Backward Design in Practice


As suggested in the AALE infosheet Introduction to Backward Design, the concept of backward design operates at two levels:

  • Curriculum: aligning objectives for planning, classroom teaching and assessment
  • Classroom: designing a didactic sequence of lessons (= module; scenario)

Curriculum level 🗒️

Backward design can help provide transparency and coherence to the curriculum through the alignment of planning, teaching, and assessment. Such alignment can be achieved through using CEFR descriptors to set goals, inspire learning activities and assessment tasks, and provide a basis for developing assessment criteria. Descriptors can be used in lists and checklists to communicate aims to students and cross-reference available materials to these aims.  

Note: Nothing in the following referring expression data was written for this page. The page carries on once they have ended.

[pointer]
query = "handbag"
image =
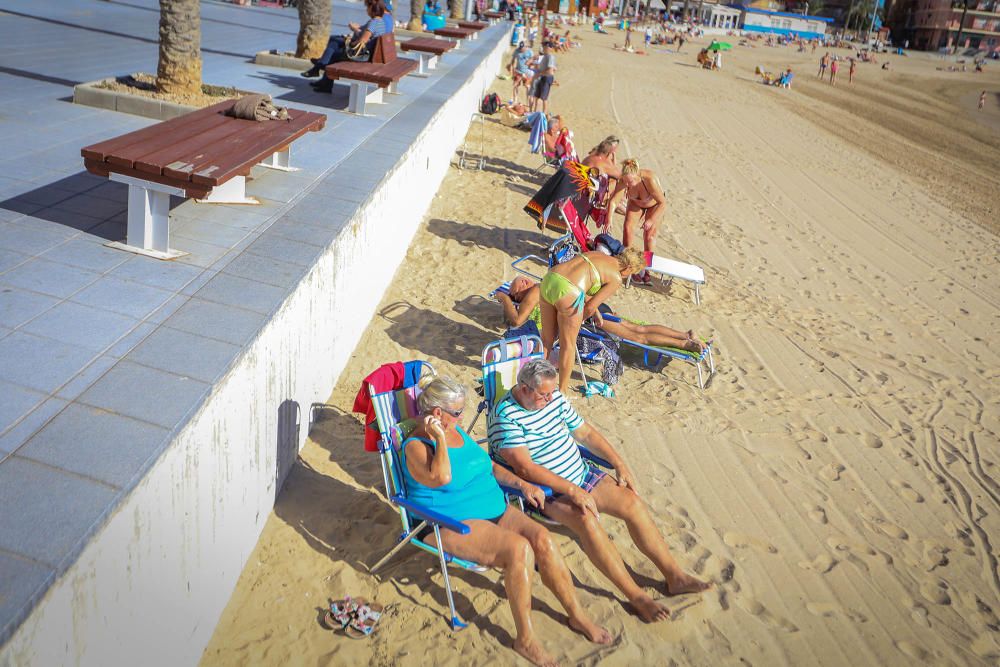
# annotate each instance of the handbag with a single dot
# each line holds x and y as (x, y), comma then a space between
(359, 53)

To see practical examples of the way in which CEFR descriptors can be exploited to inform language course planning through backward design, read Chapter 4: Planning and teaching with the CEFR (from The CEFR in Practice: Brian North, 2014, CUP, pp. 107-120).

Classroom level 🏫

In the classroom, backward design relates mainly to the process of planning an action-oriented scenario spanning several lessons and leading up to the completion of a culminating task, which usually involves the creation of some kind of artefact, or to the planning of some other type of didactic sequence of multiple lessons. Here again the descriptors are used to define the communicative aims and students can be shown them in a ‘feedforward’ process. 

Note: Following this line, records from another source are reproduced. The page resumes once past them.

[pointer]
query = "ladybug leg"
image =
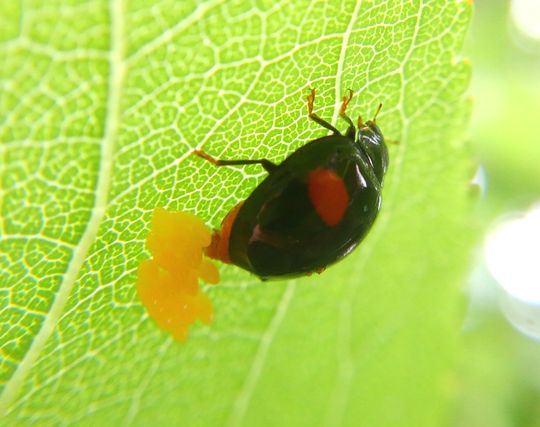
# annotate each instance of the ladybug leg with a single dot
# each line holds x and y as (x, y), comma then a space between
(315, 117)
(351, 131)
(266, 164)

Backward planning then involves identifying the types of competences that learners will need but may well not have and to think of sub-tasks that, in a series of steps, will lead the students towards a successful completion of the culminating task:

  • Which steps/subtasks are necessary?
  • In which order should they come?
  • How long will each of them take?
  • Which relevant resources will students have at their disposal, what can they find online
  • What input will you as a teacher have to provide? When might it be better to intervene to do that?   

To finish off, watch the first 14:16 of the 18½-min video Presentation II – Scenarios on developing a scenario taken from a recent workshop. It discusses how one defines overall objectives for the scenario in terms of the task itself, and also relevant CEFR descriptors. It also shows how one develops steps towards the culminating task of the scenario.